A non-profit Crown corporation that uses its return on investment for its 14 annual funding programs, she notes those interest rates have been “doing well” for NDIT, with last year at 8.2 per cent and averaging 7.6 per cent over the past three years.
North explains this return is on a capital base of about $205 million, invested in stocks and bonds.
One of the programs well-used in the South Cariboo is the Community Hall and Recreation Facilities Program, which she says has been accessed by about a dozen groups.
This amounts to $3.2 million invested in local fund-contributing grants (in various amounts) for 65 projects valued at more than $8.7 million, North adds.
“The funding programs are focused on three things: Building Capacity in Communities, Infrastructure in Communities and Supporting Business.”
However, she told the audience some programs aren’t being fully utilized in the 100 Mile House area, especially in the business community.
“We’d love to see more businesses, and it would be the manufacturers and businesses that are involved in the supply chain to major industry. Whether it be for mining, forestry or energy – those businesses should be taking a look at our website at www.northerndevelopment.bc.ca. We can help them with the consulting they need and the expertise to expand their businesses.”
She adds NDIT also works with companies’ banks to provide loan guarantees for buying or “machining” equipment to increase productivity and output.
“There is a new program we’d really like to see the 100 Mile area take advantage of every year, and that is a Business Facade Improvement Program. It is up to $20,000 and is available to every community and regional district across the trust.”
Individual businesses can apply for up to $5,000 for building facade upgrades through their local government, providing they put in at least $5,000 of their own, she explains.
“The other new program we’d really like to see [accessed] in the 100 Mile area … is called Supply Chain Connector. It’s a supplier-contractor database where all the businesses can register onto a searchable website, which will showcase their business to major industry.”
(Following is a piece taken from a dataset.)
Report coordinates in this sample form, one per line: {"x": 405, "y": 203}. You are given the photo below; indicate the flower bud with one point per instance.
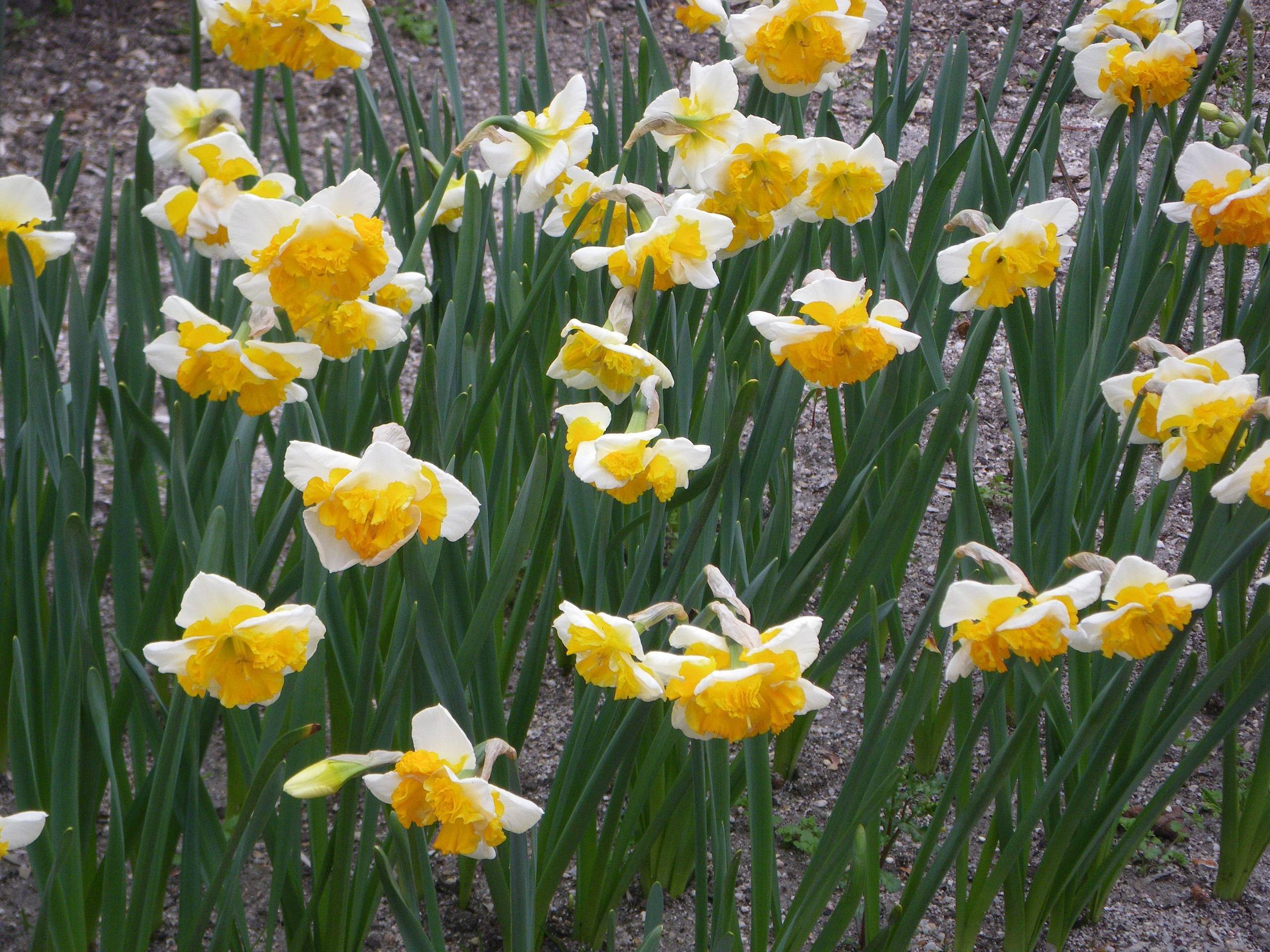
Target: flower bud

North notes this could potentially target Spectra Energy, New Prosperity Mine and Imperial Metals.
This “massive database” will be a free to businesses, and she says it can also provide a website presence for those businesses that don’t currently have one.
“It will make them more accessible to major projects and procurement companies.”
North adds a current example is local companies “getting on the radar” of the Rio Tinto Alcan project in Kitimat.
“They’ve exhausted the contractor/suppliers within quite a large geographic area and they’re looking farther afield, but they don’t have relationships with businesses in 100 Mile.”
The website application involves a 10-minute questionnaire to self-register and the database will initially be populated with 1,500 businesses to get started. To inquire about or apply for the database, call NDIT at 250-561-2525.
She encourages non-profit groups and businesses to also check out the NDIT funding opportunities.
“We are there to ‘help get to yes’ for funding.”